Now, let me crawl back out of Pseud’s Corner and support this idea in more prosaic terms. I’ve always found it telling that the Health and Safety Executive defines stress as ‘the adverse reaction people have to excessive pressure or other types of demand placed on them’, because it mentions our reaction to the causes of stress whereas most of the theorising about the subject in books, surveys and articles focuses almost solely on the causes. (Accordingly the publicity for the Mind report mentioned earlier is rather heavier on the duties of employers than the responsibilities of employees, although to be fair to Mind the report itself also draws attention to the subjective response of the individual to pressure.)
In his book Faster, the author James Gleick illustrates the importance of the individual with his description of two well-recognised personality types.
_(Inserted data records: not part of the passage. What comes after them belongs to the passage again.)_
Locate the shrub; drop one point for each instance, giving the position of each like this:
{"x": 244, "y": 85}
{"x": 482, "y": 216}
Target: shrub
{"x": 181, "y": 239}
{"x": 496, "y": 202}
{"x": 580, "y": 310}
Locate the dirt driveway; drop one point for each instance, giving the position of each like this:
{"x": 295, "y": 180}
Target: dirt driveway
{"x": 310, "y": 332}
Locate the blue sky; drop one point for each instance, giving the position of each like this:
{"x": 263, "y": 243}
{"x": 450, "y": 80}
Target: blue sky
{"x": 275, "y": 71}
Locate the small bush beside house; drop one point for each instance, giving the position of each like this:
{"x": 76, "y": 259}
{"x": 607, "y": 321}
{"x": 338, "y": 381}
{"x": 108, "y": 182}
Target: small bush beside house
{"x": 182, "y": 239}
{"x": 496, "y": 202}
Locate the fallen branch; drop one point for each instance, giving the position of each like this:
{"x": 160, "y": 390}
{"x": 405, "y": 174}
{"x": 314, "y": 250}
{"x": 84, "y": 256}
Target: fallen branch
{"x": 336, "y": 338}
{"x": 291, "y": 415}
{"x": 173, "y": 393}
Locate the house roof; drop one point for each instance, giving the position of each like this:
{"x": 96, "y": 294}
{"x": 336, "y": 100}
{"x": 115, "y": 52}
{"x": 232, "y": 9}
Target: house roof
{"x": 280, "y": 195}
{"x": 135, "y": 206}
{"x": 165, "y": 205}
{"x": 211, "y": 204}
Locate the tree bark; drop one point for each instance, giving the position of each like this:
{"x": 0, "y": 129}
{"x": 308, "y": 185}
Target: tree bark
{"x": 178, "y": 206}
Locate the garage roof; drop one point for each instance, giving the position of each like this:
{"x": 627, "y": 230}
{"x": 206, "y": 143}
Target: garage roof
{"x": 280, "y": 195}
Type A people are those who jab the call button while waiting for the lift even though they know it will not arrive any sooner. They have a chronic sense of time urgency, are hard-driven, statusconscious and ambitious. As a result Type A personalities are far more likely to suffer from stress and are two or three times more likely to suffer from angina, heart attacks and sudden death than easy-going Type Bs, regardless of other contributory factors such as smoking. Undoubtedly some (maybe many) people do suffer from undue pressure at work and it causes them problems, often very serious ones. However we run the risk of this issue running away with us by categorising too many people as ‘stressed’ and by allowing them to self-diagnose with the tacit support of GPs.
One of the more insidious outcomes is the attempt by management to deal with the chimera of stress. For a start some measures are welcome but may be entirely unproductive if employees are stressed because of external pressures at home or if they are failing to address their own reactions to what may be normal work pressures. Some measures are inherently wrong; if management has ever come up with something more likely to crush the human spirit than enforced, corporate-endorsed jollity, I have yet to hear of it. More enlightened management may be welcome in dealing with genuine cases of stress but the real message of this survey appears to me to be that we have let the issue get out of hand. Maybe opinion will swing back to a more reasonable position when we realise that, however boring or annoying our colleagues, however dull or pressurised our job, however badly lit and uncomfortable our workplace, however big a git our boss, for most of us work is better and less stressful than its alternative.